As a Scotch Member I entirely concur in the Bill.

MR. HADFIELD

It seems to me a very extraordinary fact, that one denomination happening to dwell on one side of the Tweed should entertain the same sentiments as another class of Christians dwelling on another side of the Tweed, and yet should have no communication whatever. That is a remarkable fact. But there is worse than that. The Establishment of England and the Church Establishment of Scotland hold no communication whatever. One of the most eminent men in the Church of Scotland told me not many months ago, when he came to England, that every pulpit of the Nonconformists was open to him, but not one of the Church Establishment.
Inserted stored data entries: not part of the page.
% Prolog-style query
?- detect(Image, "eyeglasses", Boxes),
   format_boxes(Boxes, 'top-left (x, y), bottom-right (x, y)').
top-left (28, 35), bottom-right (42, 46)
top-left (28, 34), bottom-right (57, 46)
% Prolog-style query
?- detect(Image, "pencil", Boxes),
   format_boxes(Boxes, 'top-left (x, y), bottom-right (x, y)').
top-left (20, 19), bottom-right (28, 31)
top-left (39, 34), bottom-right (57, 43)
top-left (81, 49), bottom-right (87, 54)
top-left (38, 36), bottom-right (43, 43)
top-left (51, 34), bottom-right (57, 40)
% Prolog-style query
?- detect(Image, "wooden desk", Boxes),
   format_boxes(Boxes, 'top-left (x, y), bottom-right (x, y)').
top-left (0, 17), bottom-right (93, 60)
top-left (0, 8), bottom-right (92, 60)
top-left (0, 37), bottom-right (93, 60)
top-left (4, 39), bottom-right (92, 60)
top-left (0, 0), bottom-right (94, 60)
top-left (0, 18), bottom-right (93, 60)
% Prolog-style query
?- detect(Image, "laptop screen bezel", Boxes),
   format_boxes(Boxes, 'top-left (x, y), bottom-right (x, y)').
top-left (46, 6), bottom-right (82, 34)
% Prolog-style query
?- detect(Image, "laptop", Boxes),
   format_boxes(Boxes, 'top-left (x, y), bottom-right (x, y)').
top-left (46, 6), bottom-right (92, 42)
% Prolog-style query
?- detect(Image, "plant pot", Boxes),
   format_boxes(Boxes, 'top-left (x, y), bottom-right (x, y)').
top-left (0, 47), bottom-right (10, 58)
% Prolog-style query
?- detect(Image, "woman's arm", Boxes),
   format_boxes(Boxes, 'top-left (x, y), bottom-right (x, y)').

At this time there is no communication between these two Establishments—both Church and State—supported by the Legislature of the country. That is an anomaly which Christian men cannot understand. It is a disgrace to Christianity. Some of the most eminent men the country ever produced are not permitted to enter the pulpits of the clergymen in this country; and more than that, no clergyman is allowed to enter the pulpit of a Nonconformist. If they were we should value many of them; but they are not allowed, and, in fact, the language they employ concerning us is of a most objectionable character. A Bishop, writing to one of our most eminent Ministers—one of the most eloquent and one of the most esteemed men in this kingdom—said— I felt that neither the power of your intellect, nor vigour of your reason, nor mighty eloquence, nor purity of life, nor suavity of manners, nor soundness in the faith would justify me in departing from the rule of the Church of England, a tradition of eighteen centuries, which declares your orders irregular, your mission the offspring of division, and your Church system — I will not say schism— but standing apart. For these reasons you will allow no communication with us nor between the Established Church of England and the Established Church of Scotland; and an Act of Parliament is necessary in order to allow 160 clergymen of your own denomination in Scotland to be introduced into the Established Church of England. These are elements in the Church of England that are convulsing it. There are more divergences among them than among the Dissenters. The party known in the Church of England as the Puseyite party will be strengthened by the addition of these 160 Scotch clergymen.

MR. E. P. BOUVERIE

I shall vote for this Bill, which stands on the same ground as that which I had the honour of moving this afternoon. This is a matter affecting civil and not spiritual privilege. By Act of Parliament, a number of persons have been deprived of that which is a common right of Her Majesty's subjects, and on that ground I shall vote for this Bill; and on that ground I do not think the hon. Member for Sheffield can refuse to vote for the Bill. Here is my hon. Friend the Member for the University of Oxford proposing to introduce into the Church of England a set of gentlemen eminent for their piety and training and character, who have, by his own statement, been brought up in a University where there is no doctrinal test—where there are none of those safeguards which the Church of England insists upon in this country. I wish my hon. Friend would profit by my example, and that when I bring forward my Bill again he will give me his support.

MR. GRANT DUFF

explained that his allusion to Dr. Lee was quite incidental, and that if that gentleman, for whom he had great respect, was opposed to this Bill, he could only say he was sorry for it. The hon. Member for Perth (Mr. Kinnaird) would not, however, dream of denying that the account of the proceedings in the General Assembly which he (Mr. Grant Duff) had given, was, as far as his argument was concerned, strictly correct. He desired farther to explain, in reply to other speakers, that the Scotch Office was now merely a permitted use, and he would refer those who raised a difficulty about the Thirty-nine Articles to the proceedings which took place before the passing of the Act of 1792.

MR. KINNAIRD

said, he would not give the House the trouble to divide on his Amendment.

Question, "That the words proposed to be left out stand part of the Question," put, and agreed to.

Main Question put, and agreed to.

Bill read 2o, and committed for Friday.